The Privilege of Outsider Status
Being an immigrant, even a privileged one, gives you permanent outsider status that's actually incredibly valuable. You're never fully inside any system, which means you see things that insiders miss.
In corporate environments, I notice cultural dynamics that people who grew up in American business culture take for granted. I see inefficiencies that exist because "that's how we've always done it." I spot opportunities that others overlook because they're too embedded in existing frameworks to imagine alternatives.
This outsider perspective became a form of professional abundance. Companies value people who can see their blind spots, who bring fresh approaches, who question assumptions that everyone else accepts without thinking.

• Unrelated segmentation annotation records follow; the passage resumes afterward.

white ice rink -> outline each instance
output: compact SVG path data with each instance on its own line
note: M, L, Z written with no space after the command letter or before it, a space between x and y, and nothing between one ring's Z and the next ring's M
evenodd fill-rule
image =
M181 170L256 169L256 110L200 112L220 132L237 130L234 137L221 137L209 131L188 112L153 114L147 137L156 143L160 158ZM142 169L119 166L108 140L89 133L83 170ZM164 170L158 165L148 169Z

The Compound Interest of Curiosity
Perhaps the greatest abundance immigration created was intellectual curiosity. When you've experienced firsthand that there are completely different ways to organize society, education, work, and relationships, you become permanently curious about other possibilities.
This curiosity compounds over time. You read more widely, travel more thoughtfully, ask better questions, make more interesting connections. You become someone who actively seeks out perspectives that challenge your assumptions rather than someone who stays comfortable in familiar echo chambers.
The True Abundance
The abundance of immigration isn't about accumulating more stuff or even more opportunities. It's about expanding your definition of what's possible.
It's learning that there are multiple valid ways to be successful, multiple frameworks for happiness, multiple approaches to solving the same problems. It's discovering that your way of seeing the world is just one way, and that other ways might have insights that make your life richer.
Most people spend their entire lives operating within the cultural software they were born into. Immigration—even comfortable, privileged immigration—forces you to install additional operating systems. Once you have multiple ways of processing the world, you start to see abundance everywhere.
The real wealth isn't in what you have. It's in how many different ways you can see what you have, and how many different paths you can imagine toward what you want.
That's a kind of abundance that has nothing to do with your bank account and everything to do with the expansiveness of your perspective. And once you have it, no one can take it away.